I'm mainly pro-Remain because (as I've mentioned in passing before) Brexit would mean the UK wasting years duplicating things we already have in place.
The Leave camp makes a lot of "yuge" Trumpian boasts about how the UK could negotiate a series of "winning " deals, which may or may not come to pass (given that we'd lose the clout of being part of a trading alliance of 500 million people and would, like Switzerland and Norway,** still have to abide by many of its rules, I'm pretty sceptical that a bit of The Art of the Deal-style hustling would fill the gap). But what we do know is that a lot of that deal-making activity would be squandered in simply renegotiating 100+ trade deals we already have in place. Why would you want to move to a place where you had to keep running just to stay in more or less the same place, if you had an alternative?

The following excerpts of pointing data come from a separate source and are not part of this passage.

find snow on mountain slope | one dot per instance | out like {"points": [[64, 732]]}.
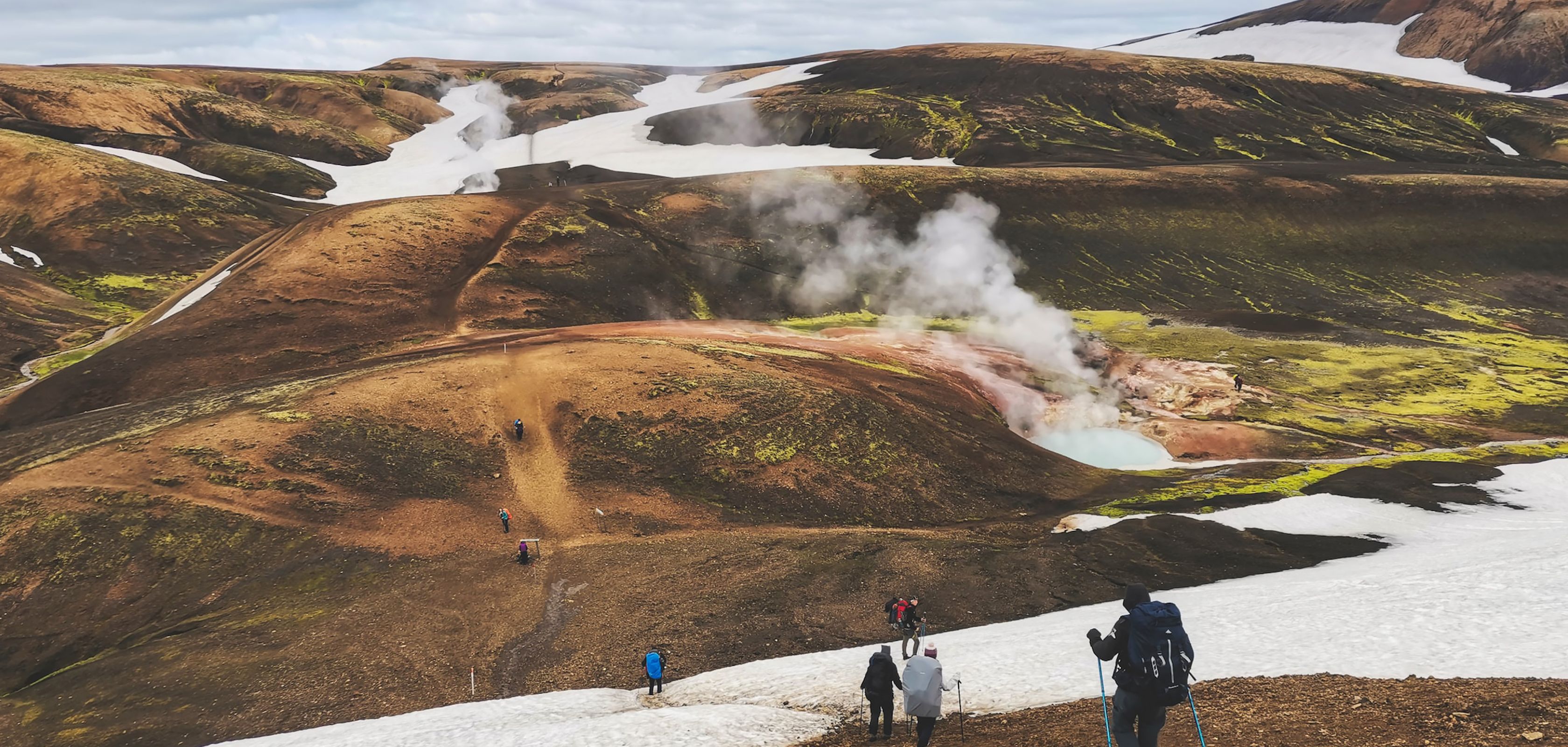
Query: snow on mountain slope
{"points": [[565, 719], [1453, 597], [153, 161], [1372, 48], [195, 296], [435, 161]]}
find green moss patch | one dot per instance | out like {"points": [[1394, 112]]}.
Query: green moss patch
{"points": [[386, 459]]}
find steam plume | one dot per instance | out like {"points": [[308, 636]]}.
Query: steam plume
{"points": [[954, 266]]}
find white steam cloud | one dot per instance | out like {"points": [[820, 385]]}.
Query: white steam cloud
{"points": [[954, 266], [493, 125]]}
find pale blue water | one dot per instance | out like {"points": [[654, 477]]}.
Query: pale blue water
{"points": [[1105, 448]]}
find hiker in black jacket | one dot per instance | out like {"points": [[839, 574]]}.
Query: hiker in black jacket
{"points": [[1129, 705], [880, 678]]}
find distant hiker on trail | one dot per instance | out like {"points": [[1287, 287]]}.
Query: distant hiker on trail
{"points": [[923, 693], [910, 627], [880, 678], [654, 668], [894, 609], [1153, 663]]}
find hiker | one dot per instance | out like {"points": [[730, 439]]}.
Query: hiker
{"points": [[894, 609], [880, 678], [923, 693], [910, 622], [654, 668], [1153, 660]]}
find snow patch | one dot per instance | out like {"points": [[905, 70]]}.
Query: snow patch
{"points": [[1085, 523], [1431, 605], [1371, 616], [195, 296], [436, 159], [568, 719], [1372, 48], [36, 260], [153, 161], [1503, 147]]}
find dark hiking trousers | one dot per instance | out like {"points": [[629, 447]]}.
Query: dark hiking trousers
{"points": [[882, 708], [1129, 707]]}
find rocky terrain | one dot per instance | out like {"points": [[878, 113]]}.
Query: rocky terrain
{"points": [[275, 507], [1519, 43], [1291, 712]]}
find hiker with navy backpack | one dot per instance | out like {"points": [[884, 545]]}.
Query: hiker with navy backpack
{"points": [[1153, 663], [654, 668], [882, 678]]}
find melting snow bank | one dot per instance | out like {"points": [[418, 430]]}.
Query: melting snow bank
{"points": [[568, 719], [436, 159], [1372, 48], [36, 260], [1453, 597], [153, 161], [1106, 448], [195, 296]]}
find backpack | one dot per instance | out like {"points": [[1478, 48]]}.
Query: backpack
{"points": [[1159, 654]]}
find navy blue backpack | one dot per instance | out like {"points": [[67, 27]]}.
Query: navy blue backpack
{"points": [[1159, 654]]}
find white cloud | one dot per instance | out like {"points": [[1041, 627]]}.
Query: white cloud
{"points": [[360, 34]]}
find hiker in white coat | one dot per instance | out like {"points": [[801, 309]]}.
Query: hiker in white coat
{"points": [[923, 693]]}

'Now! Now!' cried the Queen. 'Faster! Faster!' And they went so fast that at last they seemed to skim through the air, hardly touching the ground with their feet, till suddenly, just as Alice was getting quite exhausted, they stopped, and she found herself sitting on the ground, breathless and giddy.Through the Looking-Glass
The Queen propped her up against a tree, and said kindly, 'You may rest a little now.'
Alice looked round her in great surprise. 'Why, I do believe we've been under this tree the whole time! Everything's just as it was!'
'Of course it is,' said the Queen, 'what would you have it?'
'Well, in our country,' said Alice, still panting a little, 'you'd generally get to somewhere else— if you ran very fast for a long time, as we've been doing.'
'A slow sort of country!' said the Queen. 'Now, here, you see, it takes all the running you can do, to keep in the same place. If you want to get somewhere else, you must run at least twice as fast as that!'
Sorry guys, this time the status quo is an option.

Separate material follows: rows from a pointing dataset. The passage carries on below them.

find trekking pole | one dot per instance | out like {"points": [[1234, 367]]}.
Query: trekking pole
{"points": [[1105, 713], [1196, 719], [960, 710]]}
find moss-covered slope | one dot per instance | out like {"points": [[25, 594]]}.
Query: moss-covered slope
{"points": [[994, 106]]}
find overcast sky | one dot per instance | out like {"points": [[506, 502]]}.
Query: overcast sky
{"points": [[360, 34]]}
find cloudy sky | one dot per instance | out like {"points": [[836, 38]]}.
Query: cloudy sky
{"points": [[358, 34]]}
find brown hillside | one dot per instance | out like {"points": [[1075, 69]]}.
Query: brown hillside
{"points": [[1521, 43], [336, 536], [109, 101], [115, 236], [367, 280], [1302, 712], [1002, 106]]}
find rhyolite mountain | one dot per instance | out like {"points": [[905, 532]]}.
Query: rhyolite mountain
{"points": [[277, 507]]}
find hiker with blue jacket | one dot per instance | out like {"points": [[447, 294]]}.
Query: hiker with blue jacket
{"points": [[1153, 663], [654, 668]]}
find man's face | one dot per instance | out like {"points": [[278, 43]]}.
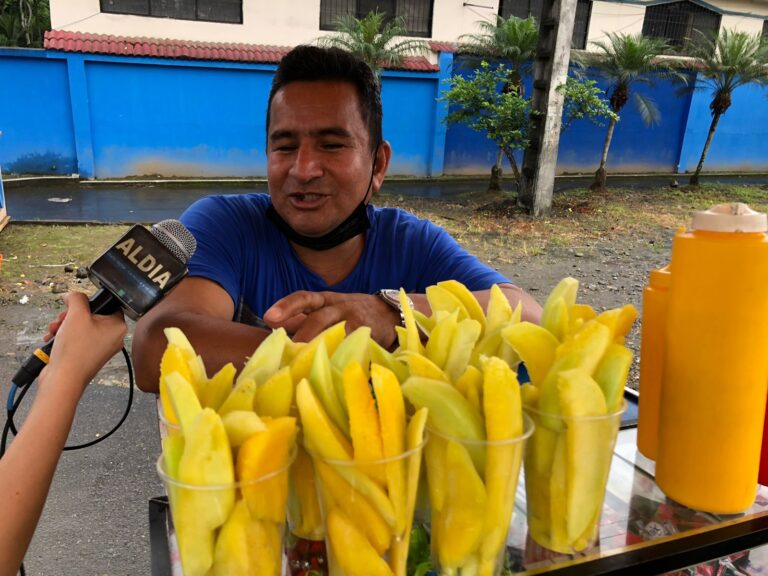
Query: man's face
{"points": [[318, 153]]}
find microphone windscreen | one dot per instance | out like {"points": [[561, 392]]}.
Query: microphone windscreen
{"points": [[176, 238]]}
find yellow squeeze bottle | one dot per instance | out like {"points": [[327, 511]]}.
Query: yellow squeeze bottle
{"points": [[715, 377], [652, 345]]}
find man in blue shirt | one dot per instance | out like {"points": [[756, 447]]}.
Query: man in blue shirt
{"points": [[313, 252]]}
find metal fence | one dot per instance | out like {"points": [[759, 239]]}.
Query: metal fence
{"points": [[229, 11], [416, 14], [676, 23], [525, 8]]}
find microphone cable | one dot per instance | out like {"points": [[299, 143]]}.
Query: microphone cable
{"points": [[14, 402]]}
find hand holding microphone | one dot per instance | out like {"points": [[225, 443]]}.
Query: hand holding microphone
{"points": [[133, 275]]}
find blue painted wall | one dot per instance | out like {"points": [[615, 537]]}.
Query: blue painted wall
{"points": [[35, 115], [741, 138], [634, 148], [110, 117]]}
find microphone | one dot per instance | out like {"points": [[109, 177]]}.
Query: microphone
{"points": [[134, 274]]}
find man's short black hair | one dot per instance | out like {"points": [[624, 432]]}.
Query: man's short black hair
{"points": [[315, 64]]}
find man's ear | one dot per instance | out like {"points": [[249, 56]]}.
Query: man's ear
{"points": [[381, 164]]}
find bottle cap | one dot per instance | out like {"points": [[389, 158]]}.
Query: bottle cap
{"points": [[731, 217]]}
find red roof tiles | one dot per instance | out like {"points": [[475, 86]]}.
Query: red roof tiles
{"points": [[185, 49]]}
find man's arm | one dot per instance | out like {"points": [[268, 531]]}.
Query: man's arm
{"points": [[203, 310], [306, 314]]}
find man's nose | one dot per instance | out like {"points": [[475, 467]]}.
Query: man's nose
{"points": [[306, 165]]}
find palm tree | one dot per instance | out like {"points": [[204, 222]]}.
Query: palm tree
{"points": [[726, 61], [373, 41], [512, 40], [625, 60]]}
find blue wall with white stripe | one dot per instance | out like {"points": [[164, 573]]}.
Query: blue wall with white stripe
{"points": [[111, 117]]}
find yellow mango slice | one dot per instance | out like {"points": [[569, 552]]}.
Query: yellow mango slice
{"points": [[398, 559], [449, 412], [498, 312], [364, 422], [384, 358], [321, 380], [206, 461], [503, 421], [471, 305], [355, 506], [434, 456], [584, 350], [464, 340], [177, 338], [305, 516], [320, 434], [267, 358], [439, 343], [391, 405], [425, 322], [619, 321], [419, 365], [265, 453], [535, 345], [461, 519], [218, 388], [354, 348], [241, 425], [470, 384], [173, 360], [302, 362], [185, 404], [241, 397], [441, 299], [412, 335], [351, 549], [558, 492], [275, 396], [588, 449], [246, 546], [611, 374]]}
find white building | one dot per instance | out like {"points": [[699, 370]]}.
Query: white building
{"points": [[292, 22]]}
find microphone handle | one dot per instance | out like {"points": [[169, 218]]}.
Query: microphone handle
{"points": [[100, 303]]}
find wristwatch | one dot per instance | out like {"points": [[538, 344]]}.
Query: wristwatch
{"points": [[392, 298]]}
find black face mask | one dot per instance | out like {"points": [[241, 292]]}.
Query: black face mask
{"points": [[356, 223]]}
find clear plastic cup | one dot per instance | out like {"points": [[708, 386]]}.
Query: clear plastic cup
{"points": [[367, 511], [472, 486], [235, 528], [566, 471]]}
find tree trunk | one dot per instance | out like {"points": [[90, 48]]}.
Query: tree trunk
{"points": [[694, 181], [515, 170], [600, 177], [495, 183]]}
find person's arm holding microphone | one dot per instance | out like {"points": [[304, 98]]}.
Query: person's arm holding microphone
{"points": [[84, 343]]}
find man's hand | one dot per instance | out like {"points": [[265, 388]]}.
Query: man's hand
{"points": [[305, 314]]}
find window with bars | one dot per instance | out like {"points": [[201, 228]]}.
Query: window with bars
{"points": [[525, 8], [227, 11], [675, 22], [417, 14]]}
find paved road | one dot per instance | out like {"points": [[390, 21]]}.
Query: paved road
{"points": [[108, 202]]}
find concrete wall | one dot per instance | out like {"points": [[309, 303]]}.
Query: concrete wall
{"points": [[614, 17], [285, 23]]}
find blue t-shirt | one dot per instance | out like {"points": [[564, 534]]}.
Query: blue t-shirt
{"points": [[242, 251]]}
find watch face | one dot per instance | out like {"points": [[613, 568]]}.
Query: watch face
{"points": [[392, 296]]}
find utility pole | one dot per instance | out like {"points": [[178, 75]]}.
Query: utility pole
{"points": [[550, 71]]}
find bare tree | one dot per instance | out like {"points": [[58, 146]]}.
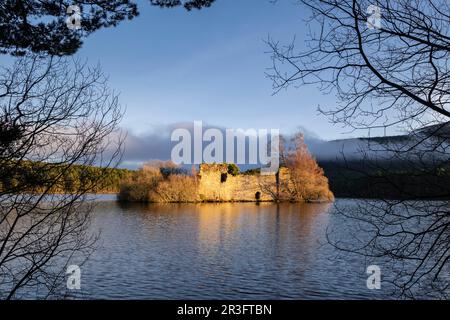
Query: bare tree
{"points": [[55, 114], [388, 64]]}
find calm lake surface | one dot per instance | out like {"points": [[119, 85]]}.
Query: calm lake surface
{"points": [[221, 251]]}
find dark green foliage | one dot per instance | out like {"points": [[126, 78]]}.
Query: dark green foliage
{"points": [[40, 25], [388, 180], [29, 176]]}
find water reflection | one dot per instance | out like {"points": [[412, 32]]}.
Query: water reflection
{"points": [[223, 251]]}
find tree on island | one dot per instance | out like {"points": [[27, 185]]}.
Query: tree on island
{"points": [[306, 180]]}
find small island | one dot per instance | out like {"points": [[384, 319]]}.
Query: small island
{"points": [[299, 179]]}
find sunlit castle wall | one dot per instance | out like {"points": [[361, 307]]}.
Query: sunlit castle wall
{"points": [[216, 184]]}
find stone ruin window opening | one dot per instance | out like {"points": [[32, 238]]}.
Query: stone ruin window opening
{"points": [[223, 177]]}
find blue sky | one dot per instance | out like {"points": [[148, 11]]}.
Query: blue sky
{"points": [[173, 66]]}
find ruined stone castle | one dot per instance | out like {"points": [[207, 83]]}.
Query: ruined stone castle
{"points": [[217, 184]]}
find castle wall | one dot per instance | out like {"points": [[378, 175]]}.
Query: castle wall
{"points": [[215, 184]]}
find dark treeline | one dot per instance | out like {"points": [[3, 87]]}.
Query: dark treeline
{"points": [[30, 176], [387, 179]]}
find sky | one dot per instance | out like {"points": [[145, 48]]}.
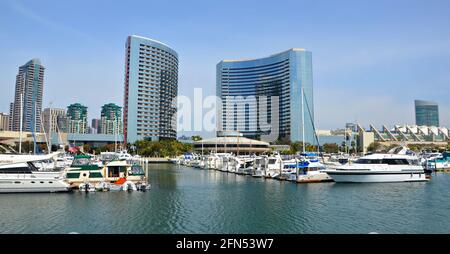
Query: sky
{"points": [[371, 59]]}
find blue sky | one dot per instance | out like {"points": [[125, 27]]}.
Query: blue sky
{"points": [[371, 58]]}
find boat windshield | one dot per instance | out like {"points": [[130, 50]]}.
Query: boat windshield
{"points": [[393, 161], [81, 161], [136, 170]]}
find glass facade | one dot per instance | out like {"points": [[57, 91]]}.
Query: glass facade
{"points": [[151, 85], [279, 76], [427, 113], [29, 84]]}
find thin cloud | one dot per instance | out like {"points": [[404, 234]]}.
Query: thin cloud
{"points": [[21, 9]]}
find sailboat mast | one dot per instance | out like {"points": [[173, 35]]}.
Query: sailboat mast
{"points": [[34, 130], [303, 120]]}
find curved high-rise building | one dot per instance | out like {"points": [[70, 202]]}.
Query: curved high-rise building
{"points": [[263, 92], [427, 113], [151, 84]]}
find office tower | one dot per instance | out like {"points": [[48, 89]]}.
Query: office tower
{"points": [[50, 119], [427, 113], [95, 125], [77, 119], [4, 122], [111, 119], [28, 95], [151, 84], [282, 79]]}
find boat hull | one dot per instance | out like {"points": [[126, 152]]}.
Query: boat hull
{"points": [[314, 178], [376, 177], [33, 186]]}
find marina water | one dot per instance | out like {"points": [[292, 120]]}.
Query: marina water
{"points": [[188, 200]]}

*Not to mention the patronising faux concern for worried working-class Brits. Those politicians deliberately aggravating the migrant panic know that the people who feel that their jobs, services, or communities are threatened by migrants, or by people who look different are badly informed (believing, for example, that 31% of the population are immigrants, when it's more like 13% and that Black and Asian people make up 30% of the population, when it's actually around 11%).
Educated, informed people labelling such easily-corrected wrongness as "legitimate concern" aren't being respectful - quite the opposite. They're treating members of the public as if they're not just wrong - which is no shame, as we all get things wrong from time to time - but as if they're mentally or emotionally incapable of processing the truth. It's not respectful to know that somebody is wrong, but encourage their delusion. It's treating them like children you've taken to Santa's grotto - you, the grown-up may know that the jolly man in red is really that Mr Timms from number 39, disguised in a cotton wool beard, but you tell the kids that he's Father Christmas from the North Pole, because they're only kids and it's just a bit of fun. But the voters, by definition, aren't children and this vote isn't just a bit of fun.
**A good example of a country which is both prosperous and outside the EU, although the prosperity may have more to do to the Norwegians having invested their North Sea Oil windfall wisely than the supposed advantages of being outside the EU (not to mention the fact that Norway's Nordic neighbours which are all EU members, also enjoy enviably high standards of living).